Onderzocht is of een meer generieke formulering van de regeling mogelijk is. Hiermee zou dan voorkomen worden dat elke keer als er een nieuwe CREBO- of CROHO-opleiding bijkomt die opleidt tot de bekwaamheidseisen instructeur mbo, wijzigingen in de regeling nodig zijn. Een dergelijke generieke formulering vraagt waarschijnlijk ook aanpassingen in het Besluit bekwaamheidseisen onderwijspersoneel, de WEB en de Wet op het hoger onderwijs en wetenschappelijk onderzoek. Dergelijke aanpassingen kosten meer tijd. Om ondertussen toch te zorgen voor sluitende regelgeving is er nu voor gekozen om vooralsnog alleen de nieuwe opleidingen toe te voegen.
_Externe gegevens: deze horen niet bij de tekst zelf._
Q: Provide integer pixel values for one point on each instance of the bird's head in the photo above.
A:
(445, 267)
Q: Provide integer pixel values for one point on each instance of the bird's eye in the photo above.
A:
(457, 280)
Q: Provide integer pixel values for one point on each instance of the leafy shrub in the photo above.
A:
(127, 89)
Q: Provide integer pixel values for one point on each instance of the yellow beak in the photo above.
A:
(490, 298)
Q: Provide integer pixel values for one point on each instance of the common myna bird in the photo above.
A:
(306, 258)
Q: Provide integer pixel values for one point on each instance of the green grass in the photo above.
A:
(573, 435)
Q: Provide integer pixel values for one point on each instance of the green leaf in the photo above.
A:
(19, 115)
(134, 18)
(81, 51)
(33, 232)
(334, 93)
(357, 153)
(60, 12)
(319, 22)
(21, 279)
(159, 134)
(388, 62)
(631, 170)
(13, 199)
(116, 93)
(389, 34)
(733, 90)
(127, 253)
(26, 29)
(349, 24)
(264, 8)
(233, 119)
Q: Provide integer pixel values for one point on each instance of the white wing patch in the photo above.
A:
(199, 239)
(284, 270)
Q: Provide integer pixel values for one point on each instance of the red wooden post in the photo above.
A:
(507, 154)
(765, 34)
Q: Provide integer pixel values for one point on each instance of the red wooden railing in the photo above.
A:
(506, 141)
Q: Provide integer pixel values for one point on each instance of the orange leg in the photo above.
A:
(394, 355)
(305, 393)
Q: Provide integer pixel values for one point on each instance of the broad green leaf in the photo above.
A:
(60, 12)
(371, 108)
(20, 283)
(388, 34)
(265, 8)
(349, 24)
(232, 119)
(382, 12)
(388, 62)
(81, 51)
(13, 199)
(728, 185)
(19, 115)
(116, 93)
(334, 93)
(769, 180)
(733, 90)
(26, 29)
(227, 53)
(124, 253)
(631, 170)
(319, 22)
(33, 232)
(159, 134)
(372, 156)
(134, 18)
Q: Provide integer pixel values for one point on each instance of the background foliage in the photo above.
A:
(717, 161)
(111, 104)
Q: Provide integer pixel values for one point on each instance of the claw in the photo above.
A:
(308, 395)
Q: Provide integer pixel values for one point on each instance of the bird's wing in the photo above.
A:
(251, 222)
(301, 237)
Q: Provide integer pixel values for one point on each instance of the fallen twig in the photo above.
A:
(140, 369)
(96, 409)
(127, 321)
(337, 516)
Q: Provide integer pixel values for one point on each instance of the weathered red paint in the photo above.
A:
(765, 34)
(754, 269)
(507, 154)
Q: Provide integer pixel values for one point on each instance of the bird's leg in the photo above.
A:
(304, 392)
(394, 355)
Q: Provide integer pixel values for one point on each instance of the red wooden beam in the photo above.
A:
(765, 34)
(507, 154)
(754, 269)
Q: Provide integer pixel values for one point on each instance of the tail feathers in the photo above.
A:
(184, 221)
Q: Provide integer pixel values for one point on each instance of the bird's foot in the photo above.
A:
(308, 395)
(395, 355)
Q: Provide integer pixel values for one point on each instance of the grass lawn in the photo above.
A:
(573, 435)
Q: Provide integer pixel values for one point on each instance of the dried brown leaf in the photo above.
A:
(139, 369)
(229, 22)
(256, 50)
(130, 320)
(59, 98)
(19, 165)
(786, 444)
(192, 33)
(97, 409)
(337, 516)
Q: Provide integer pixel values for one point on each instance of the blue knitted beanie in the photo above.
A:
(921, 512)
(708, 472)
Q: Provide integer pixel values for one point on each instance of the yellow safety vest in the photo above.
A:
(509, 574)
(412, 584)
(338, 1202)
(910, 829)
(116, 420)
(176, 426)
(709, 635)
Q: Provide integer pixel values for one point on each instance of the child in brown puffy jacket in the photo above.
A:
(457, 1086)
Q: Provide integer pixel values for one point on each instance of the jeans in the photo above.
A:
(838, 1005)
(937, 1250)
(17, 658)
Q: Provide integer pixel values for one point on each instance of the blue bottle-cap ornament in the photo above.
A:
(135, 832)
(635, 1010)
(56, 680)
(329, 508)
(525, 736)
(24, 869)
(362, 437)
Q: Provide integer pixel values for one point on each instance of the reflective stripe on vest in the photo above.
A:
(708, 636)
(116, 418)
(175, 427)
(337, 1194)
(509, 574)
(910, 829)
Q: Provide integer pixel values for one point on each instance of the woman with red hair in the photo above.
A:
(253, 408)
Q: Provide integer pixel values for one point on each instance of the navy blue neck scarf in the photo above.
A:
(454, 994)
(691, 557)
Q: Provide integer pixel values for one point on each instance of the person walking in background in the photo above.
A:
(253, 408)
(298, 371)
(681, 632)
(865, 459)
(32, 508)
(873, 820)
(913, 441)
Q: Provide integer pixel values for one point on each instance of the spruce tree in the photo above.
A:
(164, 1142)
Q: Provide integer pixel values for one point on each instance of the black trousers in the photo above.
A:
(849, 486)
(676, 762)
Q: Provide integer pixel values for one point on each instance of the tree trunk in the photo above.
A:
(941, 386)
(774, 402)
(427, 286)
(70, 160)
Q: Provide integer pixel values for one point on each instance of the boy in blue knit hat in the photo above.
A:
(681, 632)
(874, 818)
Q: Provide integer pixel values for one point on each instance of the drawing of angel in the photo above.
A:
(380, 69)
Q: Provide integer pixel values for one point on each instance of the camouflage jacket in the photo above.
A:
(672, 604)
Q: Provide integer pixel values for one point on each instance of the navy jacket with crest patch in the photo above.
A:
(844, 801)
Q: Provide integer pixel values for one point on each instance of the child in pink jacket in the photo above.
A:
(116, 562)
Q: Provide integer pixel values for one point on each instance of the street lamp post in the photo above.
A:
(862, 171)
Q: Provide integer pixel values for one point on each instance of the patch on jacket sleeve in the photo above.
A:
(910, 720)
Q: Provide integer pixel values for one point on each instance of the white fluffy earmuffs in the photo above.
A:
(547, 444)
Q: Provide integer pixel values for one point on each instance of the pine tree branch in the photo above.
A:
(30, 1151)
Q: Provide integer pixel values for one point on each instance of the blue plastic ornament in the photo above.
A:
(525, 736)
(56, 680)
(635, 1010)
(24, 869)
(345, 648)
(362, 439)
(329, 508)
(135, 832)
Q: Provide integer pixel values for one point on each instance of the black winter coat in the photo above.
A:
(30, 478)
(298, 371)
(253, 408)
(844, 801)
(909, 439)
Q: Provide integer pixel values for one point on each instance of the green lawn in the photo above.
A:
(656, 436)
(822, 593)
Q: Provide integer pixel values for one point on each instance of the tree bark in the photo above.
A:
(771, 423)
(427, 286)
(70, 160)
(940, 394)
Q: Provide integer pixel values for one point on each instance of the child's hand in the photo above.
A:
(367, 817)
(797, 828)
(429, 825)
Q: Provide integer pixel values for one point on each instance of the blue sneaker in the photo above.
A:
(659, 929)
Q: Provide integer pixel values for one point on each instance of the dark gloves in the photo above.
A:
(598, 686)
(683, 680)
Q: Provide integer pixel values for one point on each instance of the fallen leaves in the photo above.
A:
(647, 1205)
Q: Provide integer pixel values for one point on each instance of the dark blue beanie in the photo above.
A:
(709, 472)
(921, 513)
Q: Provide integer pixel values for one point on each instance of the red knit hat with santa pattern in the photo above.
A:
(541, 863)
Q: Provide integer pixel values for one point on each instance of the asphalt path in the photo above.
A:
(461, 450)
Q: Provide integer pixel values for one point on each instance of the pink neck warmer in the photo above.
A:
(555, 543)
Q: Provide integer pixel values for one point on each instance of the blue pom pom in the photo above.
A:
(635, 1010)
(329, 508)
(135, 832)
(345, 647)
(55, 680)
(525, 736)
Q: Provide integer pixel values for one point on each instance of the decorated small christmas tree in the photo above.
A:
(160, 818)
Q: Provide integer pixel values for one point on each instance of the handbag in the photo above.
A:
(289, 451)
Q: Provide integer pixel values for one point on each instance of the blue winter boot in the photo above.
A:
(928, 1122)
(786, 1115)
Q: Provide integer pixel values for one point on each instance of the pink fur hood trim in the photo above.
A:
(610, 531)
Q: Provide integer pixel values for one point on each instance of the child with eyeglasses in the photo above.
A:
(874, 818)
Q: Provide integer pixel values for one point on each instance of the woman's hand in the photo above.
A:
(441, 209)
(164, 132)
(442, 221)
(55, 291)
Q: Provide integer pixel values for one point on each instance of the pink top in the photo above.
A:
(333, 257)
II. Uitvoering en handhaafbaarheid

In het kader van de totstandkoming van deze regeling is deze ter consultatie voorgelegd aan de Dienst Uitvoering Onderwijs, de Inspectie van het Onderwijs, en de Auditdienst Rijk. Hieruit is gebleken dat deze wijziging geen invloed heeft op de uitvoering en handhaafbaarheid.

III. Regeldruk

Er komen met deze wijziging geen veranderingen in de regeldruk.

IV. Inwerkingtreding

Deze regeling treedt in werking met ingang van 1 augustus 2021. Met dit tijdstip wordt deels voldaan aan het kabinetsbeleid voor vaste verandermomenten. Het is alleen niet gelukt de regeling ten minste twee maanden voor inwerkingtreding te publiceren in de Staatscourant. De onderwijsinstellingen zijn echter wel op de hoogte van deze wijzigingsregeling.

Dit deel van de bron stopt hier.